# United States & Canada Vacations Forums > General Discussion >  >  Horseback riding....

## DMA

Well, this almost 60 year old wants to get back in the saddle......  so was wondering if anyone has recommendations for a great place to go horseback riding in the states.  Would love to visit Montana, Wyoming..  but am open for suggestions.   

Thanks

----------


## KevinS

I have a friend who speaks well of Tanque Verde in Tucson.

http://www.tanqueverderanch.com

----------


## DMA

> I have a friend who speaks well of Tanque Verde in Tucson.
> 
> http://www.tanqueverderanch.com



Thanks Kevin.  Just had someone else mention the same place.  Going to check it out.!

----------


## goldold25

Trail rides at Sun Valley Lodge in Ketchum, Idaho are fun and scenic.  Also the lodging is old style up scale and fun.  Also have bowling fly fishing, skeet shooting, ice skating, bike riding, hiking and some really good restaurants in town. 

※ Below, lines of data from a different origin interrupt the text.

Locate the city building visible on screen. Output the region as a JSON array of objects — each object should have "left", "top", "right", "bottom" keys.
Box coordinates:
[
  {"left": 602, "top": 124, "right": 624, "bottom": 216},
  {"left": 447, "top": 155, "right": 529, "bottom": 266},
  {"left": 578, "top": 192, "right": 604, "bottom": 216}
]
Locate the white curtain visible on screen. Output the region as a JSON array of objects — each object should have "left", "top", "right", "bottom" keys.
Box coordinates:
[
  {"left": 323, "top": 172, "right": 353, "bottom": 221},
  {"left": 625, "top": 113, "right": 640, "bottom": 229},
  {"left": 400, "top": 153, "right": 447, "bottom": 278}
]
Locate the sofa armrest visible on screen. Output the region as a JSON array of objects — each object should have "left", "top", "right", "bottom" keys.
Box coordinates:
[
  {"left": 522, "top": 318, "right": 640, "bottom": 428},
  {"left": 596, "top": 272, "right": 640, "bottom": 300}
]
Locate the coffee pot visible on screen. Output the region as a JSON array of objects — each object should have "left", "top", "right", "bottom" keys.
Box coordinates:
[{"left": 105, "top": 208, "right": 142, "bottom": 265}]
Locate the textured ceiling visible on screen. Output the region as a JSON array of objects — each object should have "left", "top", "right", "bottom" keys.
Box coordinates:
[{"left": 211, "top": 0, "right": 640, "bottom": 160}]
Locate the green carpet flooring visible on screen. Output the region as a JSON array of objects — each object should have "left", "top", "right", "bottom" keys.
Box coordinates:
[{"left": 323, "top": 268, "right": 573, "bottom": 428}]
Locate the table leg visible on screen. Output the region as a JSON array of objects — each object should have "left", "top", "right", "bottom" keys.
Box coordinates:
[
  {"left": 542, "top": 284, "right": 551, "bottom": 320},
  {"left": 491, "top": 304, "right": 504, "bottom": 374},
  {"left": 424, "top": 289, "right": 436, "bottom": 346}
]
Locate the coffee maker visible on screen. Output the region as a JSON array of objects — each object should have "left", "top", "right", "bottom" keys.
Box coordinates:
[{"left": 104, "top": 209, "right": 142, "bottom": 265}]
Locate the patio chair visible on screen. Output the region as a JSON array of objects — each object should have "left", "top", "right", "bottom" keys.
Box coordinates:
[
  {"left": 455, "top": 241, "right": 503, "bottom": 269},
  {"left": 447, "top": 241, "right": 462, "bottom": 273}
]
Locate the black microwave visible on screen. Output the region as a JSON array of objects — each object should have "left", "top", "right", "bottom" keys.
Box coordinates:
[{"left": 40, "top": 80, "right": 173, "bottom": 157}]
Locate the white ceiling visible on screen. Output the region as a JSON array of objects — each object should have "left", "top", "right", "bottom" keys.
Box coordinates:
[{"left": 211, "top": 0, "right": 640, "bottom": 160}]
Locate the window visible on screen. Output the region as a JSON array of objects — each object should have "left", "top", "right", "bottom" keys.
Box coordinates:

It's just a bit out-of-the-way.

----------


## DMA

> Trail rides at Sun Valley Lodge in Ketchum, Idaho are fun and scenic.  Also the lodging is old style up scale and fun.  Also have bowling fly fishing, skeet shooting, ice skating, bike riding, hiking and some really good restaurants in town. 
> 
> It's just a bit out-of-the-way.




Thank you you so much for this info....  Sounds like a lot of fun things to do!  Always wanted to try skeet shooting. 😊

----------